Also in today’s Los Angeles Times, Don Lee observed (with emphasis added):
The likelihood of another recession has risen sharply since spring amid signs of deteriorating employment, manufacturing and business and consumer confidence — accompanied by wild swings on Wall Street. Many analysts see at least a 1 in 3 chance of a fallback into outright economic decline in the next six months or so. U.S. gross domestic product in the first half of this year is now seen as having grown by even less than the tiny 0.8% rate previously estimated. A negative GDP rate, which measures the change in goods and services produced, would be one sign that the nation is in recession. Another sign would be declining employment. GDP expanded 3% in 2010, but the size of the U.S. economy still hasn’t caught up to where it was at the fourth quarter of 2007 when the Great Recession hit. And total payroll employment remains nearly 7 million jobs shy of where it was at the end of 2007.

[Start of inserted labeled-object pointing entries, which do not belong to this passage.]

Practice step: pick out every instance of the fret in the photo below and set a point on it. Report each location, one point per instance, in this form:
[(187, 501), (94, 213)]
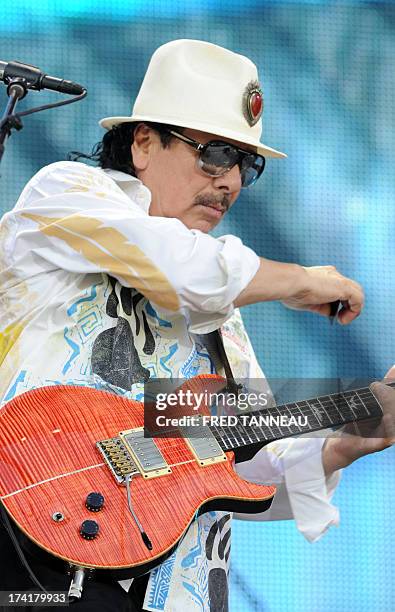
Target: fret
[(252, 430), (352, 402), (309, 414), (336, 408), (298, 429), (245, 427), (221, 438), (321, 412), (324, 409)]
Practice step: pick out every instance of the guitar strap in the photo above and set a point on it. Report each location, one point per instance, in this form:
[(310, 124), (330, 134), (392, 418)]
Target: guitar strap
[(215, 346)]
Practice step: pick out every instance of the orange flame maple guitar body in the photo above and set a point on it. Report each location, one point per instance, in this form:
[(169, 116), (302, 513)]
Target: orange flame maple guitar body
[(49, 463)]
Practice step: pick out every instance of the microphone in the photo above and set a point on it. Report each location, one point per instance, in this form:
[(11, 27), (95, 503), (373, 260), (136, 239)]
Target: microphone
[(35, 79)]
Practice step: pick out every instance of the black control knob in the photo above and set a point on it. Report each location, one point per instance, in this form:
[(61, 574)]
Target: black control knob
[(94, 502), (89, 530)]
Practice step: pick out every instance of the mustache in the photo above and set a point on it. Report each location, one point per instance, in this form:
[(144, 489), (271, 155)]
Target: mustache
[(208, 199)]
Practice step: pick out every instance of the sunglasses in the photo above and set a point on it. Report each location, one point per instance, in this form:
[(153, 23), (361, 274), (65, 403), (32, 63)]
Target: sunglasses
[(217, 157)]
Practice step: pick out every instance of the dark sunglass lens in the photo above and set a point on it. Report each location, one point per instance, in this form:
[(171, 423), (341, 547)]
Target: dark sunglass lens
[(218, 158), (251, 169)]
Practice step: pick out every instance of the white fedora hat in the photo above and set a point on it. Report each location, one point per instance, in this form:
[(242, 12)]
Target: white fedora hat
[(198, 85)]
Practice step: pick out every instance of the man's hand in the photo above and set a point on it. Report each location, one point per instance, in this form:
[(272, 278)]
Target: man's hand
[(339, 452), (323, 285), (303, 288)]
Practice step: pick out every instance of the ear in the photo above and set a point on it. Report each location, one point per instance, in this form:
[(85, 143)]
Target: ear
[(144, 140)]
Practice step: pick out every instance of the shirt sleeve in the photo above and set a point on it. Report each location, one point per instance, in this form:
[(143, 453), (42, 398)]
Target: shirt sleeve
[(304, 494), (294, 465), (76, 218)]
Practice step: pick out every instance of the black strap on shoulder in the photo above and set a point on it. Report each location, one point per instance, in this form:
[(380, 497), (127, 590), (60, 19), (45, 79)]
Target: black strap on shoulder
[(215, 346)]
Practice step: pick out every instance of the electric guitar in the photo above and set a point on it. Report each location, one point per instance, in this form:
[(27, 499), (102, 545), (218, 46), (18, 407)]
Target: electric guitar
[(81, 481)]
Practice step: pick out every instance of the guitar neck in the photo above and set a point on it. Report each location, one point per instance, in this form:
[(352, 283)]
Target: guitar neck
[(260, 427)]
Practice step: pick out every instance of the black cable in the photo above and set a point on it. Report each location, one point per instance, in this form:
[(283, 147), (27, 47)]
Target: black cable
[(36, 109)]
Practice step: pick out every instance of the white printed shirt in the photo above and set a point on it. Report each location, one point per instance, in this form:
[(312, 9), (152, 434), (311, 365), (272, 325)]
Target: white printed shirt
[(94, 291)]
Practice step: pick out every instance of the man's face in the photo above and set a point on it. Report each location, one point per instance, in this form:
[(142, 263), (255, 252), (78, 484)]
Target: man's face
[(178, 186)]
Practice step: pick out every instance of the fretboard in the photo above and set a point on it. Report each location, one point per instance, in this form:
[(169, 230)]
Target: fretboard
[(310, 415)]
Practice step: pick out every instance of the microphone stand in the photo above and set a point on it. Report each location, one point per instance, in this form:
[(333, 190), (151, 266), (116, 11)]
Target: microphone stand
[(16, 90)]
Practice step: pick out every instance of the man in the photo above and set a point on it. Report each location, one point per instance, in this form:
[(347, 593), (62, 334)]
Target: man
[(110, 278)]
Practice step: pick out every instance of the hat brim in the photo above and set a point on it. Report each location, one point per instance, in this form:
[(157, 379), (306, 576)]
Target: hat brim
[(260, 148)]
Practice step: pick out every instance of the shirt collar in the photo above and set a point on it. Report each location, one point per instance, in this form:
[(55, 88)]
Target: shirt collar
[(132, 187)]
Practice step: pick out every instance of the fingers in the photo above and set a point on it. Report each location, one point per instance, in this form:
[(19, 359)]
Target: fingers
[(390, 374), (385, 395)]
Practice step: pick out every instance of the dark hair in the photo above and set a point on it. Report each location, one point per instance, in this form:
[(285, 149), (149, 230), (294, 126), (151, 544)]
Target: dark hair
[(114, 150)]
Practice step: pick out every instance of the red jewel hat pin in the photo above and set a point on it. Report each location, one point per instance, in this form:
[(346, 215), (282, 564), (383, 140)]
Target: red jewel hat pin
[(252, 102)]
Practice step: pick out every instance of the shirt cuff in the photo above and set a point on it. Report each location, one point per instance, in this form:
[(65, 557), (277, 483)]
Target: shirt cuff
[(294, 465)]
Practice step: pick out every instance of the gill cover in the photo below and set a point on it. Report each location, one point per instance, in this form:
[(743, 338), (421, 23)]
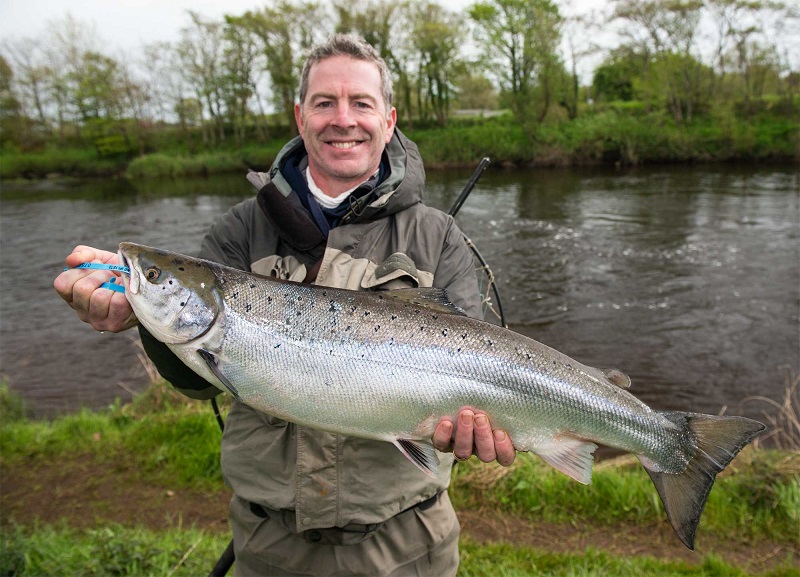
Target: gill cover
[(175, 297)]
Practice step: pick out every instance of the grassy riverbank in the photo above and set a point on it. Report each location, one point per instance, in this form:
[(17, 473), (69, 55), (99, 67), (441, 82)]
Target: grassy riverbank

Finally, Jeffry Bartash, of the Wall Street Journal’s MarketWatch, reported:
New applications for U.S. unemployment compensation rose 5,000 to 417,000, the Labor Department said Thursday. Initial claims from two weeks ago were revised up to 412,000 from an original reading of 408,000. Weekly jobless claims continue to hover above the 400,000 level as they have done for most of the year, reflecting little improvement in a weak U.S. labor market. The unemployment rate is stuck around 9%, or an even higher 16% when including people who are forced to work part-time or have stopped looking for a job. . . A total of 7.29 million people received some kind of state or federal benefit in the week of Aug[ust] . . .
It’s worth emphasizing that the 412,000 represents new, not total, jobless claims. The total receiving benefits is 7.29 million.
As skilled jobs continue to be shipped overseas, I expect that the unemployed and underemployed population will swell even further. And as these people deplete their savings and 401(k)s, they will need to file for bankruptcy protection.
Given the potential pitfalls associated with bankruptcy, some pre-bankruptcy planning may be in order for these folks. This can include debt and income aging if necessary, and appropriate asset protection steps.